Вера училась в классическом женском лицее. Для Женевы это было учреждение передовое. Помню ее, рано утром зубрящую еще в постели: «Sicarius — assassin, sicarius — assassin». Она была вспыльчивой, увлекающейся, всегда не в ладах со своими классными дамами. Одной из ее больших страстей был альпинизм. Мне запомнилось событие, пережитое Верой как тяжелая драма. Была организована альпинистская экскурсия, восхождение на Юнгфрау. Сережа и Вера к ней присоединились. Восхождение было трудное, но все участвующие в экспедиции дошли до вершины. Все, кроме Веры, которая обессилела, почти добравшись до цели: оставалось полчаса легкого подъема.

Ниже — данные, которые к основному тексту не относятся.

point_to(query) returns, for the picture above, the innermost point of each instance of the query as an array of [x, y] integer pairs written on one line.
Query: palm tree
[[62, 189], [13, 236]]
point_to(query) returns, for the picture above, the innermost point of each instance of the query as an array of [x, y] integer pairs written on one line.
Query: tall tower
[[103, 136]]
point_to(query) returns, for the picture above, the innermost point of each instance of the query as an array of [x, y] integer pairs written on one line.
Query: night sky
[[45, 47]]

Дожидаясь спуска товарищей, она лежала на снегу, ослепленная солнцем, в полуобморочном состоянии, а в душе переживала неописуемую трагедию своего поражения. Помню ее возвращение. Она была сожжена солнцем до неузнаваемости и ее сразу уложили в постель. К этому событию относятся стихи моего отца:
И ты в снегах познала благодать —
Ослепнуть и прозреть нагорным светом[2].
Одно время жил с нами дедушка, мамин отец, Дмитрий Васильевич Зиновьев. От природы он был очень добрый и щедрый. К старости эти черты приняли болезненный характер. Он начал раздавать свое имущество кому попало. Испуганная семья взяла его под опеку. Чтобы скрасить ему старость, мама решила выписать его в Женеву. Семья купила ему дом в местечке Иаир, в 15 минутах ходьбы от нас. Вокруг дома был парк, фруктовый сад, огороды; были ульи с пчелами. Все это владение находилось на самом берегу Роны. Дедушке наняли домоправительницу, мадам Дювернуа, чтобы за ним ухаживать и вести хозяйство. Мы очень любили его навещать. Вот он сидит в кресле, одетый в стеганый турецкий халат; я подхожу, а он одновременно вынимает из двух карманов двух маленьких котят. Он всегда старался также дать нам что‑нибудь вкусное. А то возьмет, да и подарит монету в пять франков.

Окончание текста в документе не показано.